En los últimos años del siglo XX, retomó su pervertido oficio de escandalizar. Ruido y provocaciones cortan el paso del transeúnte. Con apetito de alguna emoción rara, autoricé que me sedujeran mediante un españolizado sí, hombre. Y aquel cicerone sin mangas me llevó por el Malecón. Sobre el muro recitó una frase copiada quizás de Alejo Carpentier. Las gotas de una de las recientes marejadas le encristalaban la piel; de lejos hubiese parecido que sudaba el centavo que proyectaba quitarme. Este muro -decía- es la quintaesencia de las ensoñaciones habaneras. Eso pasaba como justo y bueno. Pero todavía me pregunto qué tipo de español se habría figurado él que soy, porque frente a la farola del Morro me informó que en ese castillo había peleado contra los ingleses el General... Elpidio Valdés*.
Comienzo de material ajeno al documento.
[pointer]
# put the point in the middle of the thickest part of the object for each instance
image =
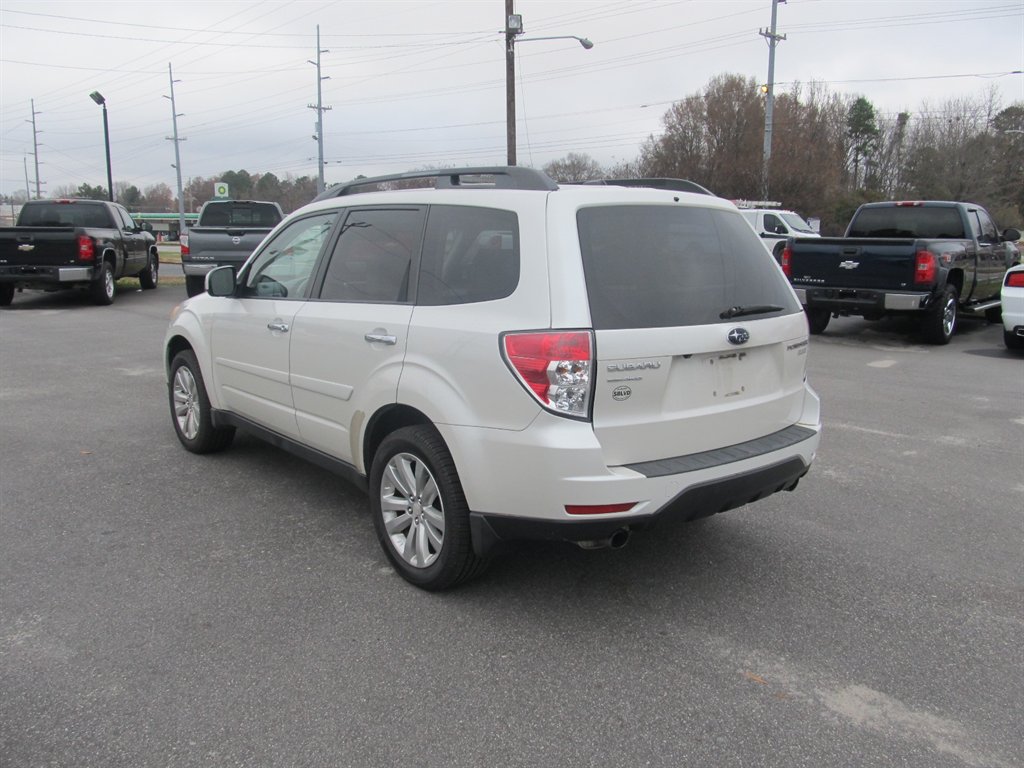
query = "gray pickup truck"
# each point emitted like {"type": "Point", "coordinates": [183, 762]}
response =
{"type": "Point", "coordinates": [931, 258]}
{"type": "Point", "coordinates": [226, 232]}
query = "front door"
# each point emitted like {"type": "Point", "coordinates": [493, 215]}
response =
{"type": "Point", "coordinates": [252, 331]}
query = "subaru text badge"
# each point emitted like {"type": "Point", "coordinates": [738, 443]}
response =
{"type": "Point", "coordinates": [738, 336]}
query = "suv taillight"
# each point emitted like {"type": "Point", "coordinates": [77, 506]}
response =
{"type": "Point", "coordinates": [86, 248]}
{"type": "Point", "coordinates": [555, 367]}
{"type": "Point", "coordinates": [925, 267]}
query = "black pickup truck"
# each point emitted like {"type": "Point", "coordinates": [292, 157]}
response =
{"type": "Point", "coordinates": [936, 259]}
{"type": "Point", "coordinates": [226, 232]}
{"type": "Point", "coordinates": [84, 244]}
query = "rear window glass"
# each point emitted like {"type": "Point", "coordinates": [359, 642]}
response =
{"type": "Point", "coordinates": [66, 214]}
{"type": "Point", "coordinates": [655, 266]}
{"type": "Point", "coordinates": [907, 221]}
{"type": "Point", "coordinates": [240, 214]}
{"type": "Point", "coordinates": [469, 255]}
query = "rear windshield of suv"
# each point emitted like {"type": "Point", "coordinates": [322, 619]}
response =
{"type": "Point", "coordinates": [660, 266]}
{"type": "Point", "coordinates": [240, 214]}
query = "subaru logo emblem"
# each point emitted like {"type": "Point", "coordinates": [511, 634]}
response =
{"type": "Point", "coordinates": [738, 336]}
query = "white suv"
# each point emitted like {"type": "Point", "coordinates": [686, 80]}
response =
{"type": "Point", "coordinates": [501, 357]}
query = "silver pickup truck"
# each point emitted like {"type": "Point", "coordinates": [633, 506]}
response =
{"type": "Point", "coordinates": [226, 232]}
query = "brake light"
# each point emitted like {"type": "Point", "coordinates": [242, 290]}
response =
{"type": "Point", "coordinates": [784, 261]}
{"type": "Point", "coordinates": [555, 367]}
{"type": "Point", "coordinates": [86, 248]}
{"type": "Point", "coordinates": [925, 267]}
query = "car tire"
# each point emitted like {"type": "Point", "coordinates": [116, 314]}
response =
{"type": "Point", "coordinates": [148, 278]}
{"type": "Point", "coordinates": [195, 285]}
{"type": "Point", "coordinates": [817, 320]}
{"type": "Point", "coordinates": [939, 324]}
{"type": "Point", "coordinates": [420, 511]}
{"type": "Point", "coordinates": [103, 288]}
{"type": "Point", "coordinates": [190, 412]}
{"type": "Point", "coordinates": [1012, 340]}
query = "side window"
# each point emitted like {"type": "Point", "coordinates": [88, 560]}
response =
{"type": "Point", "coordinates": [373, 258]}
{"type": "Point", "coordinates": [469, 255]}
{"type": "Point", "coordinates": [283, 267]}
{"type": "Point", "coordinates": [774, 224]}
{"type": "Point", "coordinates": [126, 219]}
{"type": "Point", "coordinates": [987, 228]}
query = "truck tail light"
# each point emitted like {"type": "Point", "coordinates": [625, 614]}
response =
{"type": "Point", "coordinates": [925, 268]}
{"type": "Point", "coordinates": [86, 248]}
{"type": "Point", "coordinates": [556, 367]}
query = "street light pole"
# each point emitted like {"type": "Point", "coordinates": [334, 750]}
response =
{"type": "Point", "coordinates": [513, 28]}
{"type": "Point", "coordinates": [97, 97]}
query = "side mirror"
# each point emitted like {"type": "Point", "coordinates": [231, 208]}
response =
{"type": "Point", "coordinates": [220, 282]}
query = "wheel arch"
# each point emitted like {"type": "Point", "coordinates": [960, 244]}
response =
{"type": "Point", "coordinates": [385, 421]}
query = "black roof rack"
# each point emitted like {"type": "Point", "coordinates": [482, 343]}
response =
{"type": "Point", "coordinates": [674, 184]}
{"type": "Point", "coordinates": [498, 177]}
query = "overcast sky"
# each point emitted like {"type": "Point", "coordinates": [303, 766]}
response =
{"type": "Point", "coordinates": [422, 82]}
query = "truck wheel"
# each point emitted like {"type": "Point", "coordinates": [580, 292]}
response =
{"type": "Point", "coordinates": [939, 323]}
{"type": "Point", "coordinates": [817, 320]}
{"type": "Point", "coordinates": [195, 286]}
{"type": "Point", "coordinates": [148, 278]}
{"type": "Point", "coordinates": [102, 289]}
{"type": "Point", "coordinates": [190, 408]}
{"type": "Point", "coordinates": [420, 512]}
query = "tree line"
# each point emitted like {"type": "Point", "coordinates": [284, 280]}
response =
{"type": "Point", "coordinates": [832, 153]}
{"type": "Point", "coordinates": [829, 154]}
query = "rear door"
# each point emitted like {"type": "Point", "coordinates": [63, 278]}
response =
{"type": "Point", "coordinates": [700, 341]}
{"type": "Point", "coordinates": [349, 342]}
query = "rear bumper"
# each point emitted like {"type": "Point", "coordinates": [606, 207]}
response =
{"type": "Point", "coordinates": [702, 500]}
{"type": "Point", "coordinates": [198, 269]}
{"type": "Point", "coordinates": [33, 274]}
{"type": "Point", "coordinates": [861, 301]}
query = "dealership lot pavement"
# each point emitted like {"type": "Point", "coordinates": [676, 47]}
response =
{"type": "Point", "coordinates": [159, 608]}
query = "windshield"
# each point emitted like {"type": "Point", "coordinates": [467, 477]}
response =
{"type": "Point", "coordinates": [662, 266]}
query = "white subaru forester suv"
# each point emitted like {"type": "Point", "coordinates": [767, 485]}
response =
{"type": "Point", "coordinates": [501, 357]}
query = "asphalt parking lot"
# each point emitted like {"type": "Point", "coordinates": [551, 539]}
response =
{"type": "Point", "coordinates": [161, 608]}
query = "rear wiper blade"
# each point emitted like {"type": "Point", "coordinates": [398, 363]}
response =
{"type": "Point", "coordinates": [736, 311]}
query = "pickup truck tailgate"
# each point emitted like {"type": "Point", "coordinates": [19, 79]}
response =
{"type": "Point", "coordinates": [38, 246]}
{"type": "Point", "coordinates": [870, 263]}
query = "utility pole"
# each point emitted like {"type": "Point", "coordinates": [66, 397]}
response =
{"type": "Point", "coordinates": [769, 90]}
{"type": "Point", "coordinates": [35, 146]}
{"type": "Point", "coordinates": [321, 109]}
{"type": "Point", "coordinates": [177, 154]}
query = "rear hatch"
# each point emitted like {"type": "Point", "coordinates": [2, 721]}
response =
{"type": "Point", "coordinates": [700, 343]}
{"type": "Point", "coordinates": [856, 262]}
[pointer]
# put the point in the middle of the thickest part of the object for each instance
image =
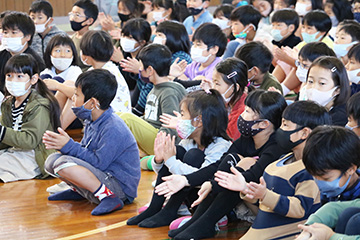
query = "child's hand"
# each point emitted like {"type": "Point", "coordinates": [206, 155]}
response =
{"type": "Point", "coordinates": [256, 191]}
{"type": "Point", "coordinates": [177, 68]}
{"type": "Point", "coordinates": [130, 65]}
{"type": "Point", "coordinates": [117, 55]}
{"type": "Point", "coordinates": [169, 148]}
{"type": "Point", "coordinates": [203, 193]}
{"type": "Point", "coordinates": [54, 140]}
{"type": "Point", "coordinates": [159, 146]}
{"type": "Point", "coordinates": [234, 182]}
{"type": "Point", "coordinates": [51, 84]}
{"type": "Point", "coordinates": [170, 121]}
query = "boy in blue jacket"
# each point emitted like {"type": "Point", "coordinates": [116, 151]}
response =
{"type": "Point", "coordinates": [104, 167]}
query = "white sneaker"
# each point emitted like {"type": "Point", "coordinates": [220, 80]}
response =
{"type": "Point", "coordinates": [62, 186]}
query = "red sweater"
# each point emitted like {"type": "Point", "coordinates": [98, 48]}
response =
{"type": "Point", "coordinates": [235, 112]}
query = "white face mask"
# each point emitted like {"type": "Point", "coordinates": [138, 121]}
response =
{"type": "Point", "coordinates": [13, 44]}
{"type": "Point", "coordinates": [40, 28]}
{"type": "Point", "coordinates": [128, 45]}
{"type": "Point", "coordinates": [222, 23]}
{"type": "Point", "coordinates": [61, 63]}
{"type": "Point", "coordinates": [320, 97]}
{"type": "Point", "coordinates": [196, 55]}
{"type": "Point", "coordinates": [301, 73]}
{"type": "Point", "coordinates": [159, 40]}
{"type": "Point", "coordinates": [17, 89]}
{"type": "Point", "coordinates": [353, 76]}
{"type": "Point", "coordinates": [300, 8]}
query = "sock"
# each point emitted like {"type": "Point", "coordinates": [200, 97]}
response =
{"type": "Point", "coordinates": [155, 204]}
{"type": "Point", "coordinates": [204, 226]}
{"type": "Point", "coordinates": [169, 213]}
{"type": "Point", "coordinates": [103, 192]}
{"type": "Point", "coordinates": [107, 205]}
{"type": "Point", "coordinates": [66, 195]}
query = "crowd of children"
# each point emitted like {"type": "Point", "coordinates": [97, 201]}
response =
{"type": "Point", "coordinates": [257, 104]}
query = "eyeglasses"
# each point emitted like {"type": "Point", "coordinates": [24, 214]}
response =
{"type": "Point", "coordinates": [75, 15]}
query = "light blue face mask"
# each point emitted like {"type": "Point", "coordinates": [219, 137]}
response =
{"type": "Point", "coordinates": [332, 189]}
{"type": "Point", "coordinates": [308, 38]}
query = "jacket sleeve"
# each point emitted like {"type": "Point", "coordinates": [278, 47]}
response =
{"type": "Point", "coordinates": [32, 130]}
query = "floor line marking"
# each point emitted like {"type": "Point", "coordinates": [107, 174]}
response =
{"type": "Point", "coordinates": [95, 231]}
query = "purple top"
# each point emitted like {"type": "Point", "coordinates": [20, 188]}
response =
{"type": "Point", "coordinates": [192, 70]}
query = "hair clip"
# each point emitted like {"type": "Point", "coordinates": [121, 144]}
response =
{"type": "Point", "coordinates": [233, 74]}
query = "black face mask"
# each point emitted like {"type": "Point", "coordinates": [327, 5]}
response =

*Héroe de una célebre historieta infantil cubana de Juan Padrón

2 comentarios:

La Mano Amiga Internacional Inc dijo...

Ciertamente la Habana es una ciudad de contrastes.Por una parta tiene un capitolio, hoy Academia de Ciencias,con una arquitectura neoclásica en contraste con los edificios que le rodean,a su afueras estan presentes desafiando el tiempo las cajas de tomar fotografias,reminisencias del daguerrotipo,en plena competencia con las cámaras digitales,de variadas marcas y modelos.En el parqueo,casi al frente de este majestuoso edificio,se ven los:"foot and go" o fotingos,a la par de los modernos omnibus repletos de turisttas.
Por otra parte,si es verdad que ya no pasea por las callles de la Habana el legendario "Caballero de paris" no falta en J y 23 la figura del: "Caballero de la Buena Figura".
Esa es la Habana,que juega cual un niño con el tiempo y el contraste de las cosas.
La Habana donde la lógica es rota en mil pedazos y se puede ver la estatua de un Lennon y la ausencia de la de un Benny,donde se transponen la antigua imagen de la joven provinciana cubana que paseaba sus horas paseando,cartera en mano,los portales de la Plaza del Vapor,con su versión moderna que se sienta, con los mismo fines, en los muros del Malecon.
lo primero viva estampa de la miseria seudorepublicana y lo segunddo,reflejo incuestionable de los males de los tiempos modernos.
Ese "Andar la Habana"donde el cristiano protestante ora y el catolico reza,y donde sin ser un país asiático, pululan los individúos cual mandarines,dando pedales,mientras otros disfrutan del bello paises de sus casas coloniales.
La Habana de su barrio chino, y sus restaurantes chinos, sin chinos que administren y ni camareros que lo hagan ser funcionales y, donde la comida china brilla por su ausencia..
Esa es la Habana de sus variados olores,la Habana que hace cola en el Malecón para ser testigos del cañonazo de las nueve.
Esa es NUESTRA HABANA.

Rev Leonides Penton Amador

La Mano Amiga Internacional Inc dijo...

Por mi comentario anterior,Ud habrá notado,que yo también recorrí la Habana,sugerido por su trabajo.No anduvimos por los mismos lugares ni vimos lo mismo.Ud tomó o su personaje,un buen café y yo no.Ud sintió en su olfato el olor acre que rodea la entrada de la Habana cuando se llega en tren,y yo lo recordé y, más aún,me hizo evocar situaciones relacionas que ya creía olvidas para siempre.
En su trabajo, se habla de una queja, y no sé si se refería al barroquismo del altar de la catedral que ud observaba, o al pensar en el olor del cafe en una cafeteria "para turistas"Pero quién podrá saberlo,si ni el mismo cura párroco es capáz de penetrar el alma de quién visita su parroquia.
Pude observar que su nariz,hizo un recorrido más
amplio que sus pies.Ud hizo el recorrido del intelectual o del poéta,yo el del turista en mi propio país que es cosa que nadie entiende..
En ese andar la Habana de contrastes,ni ud. buscó el porque de la basura "descompuesta"ni yo el saber la razón que un musico extranjero tenga una estátua y una cubano careciera de una.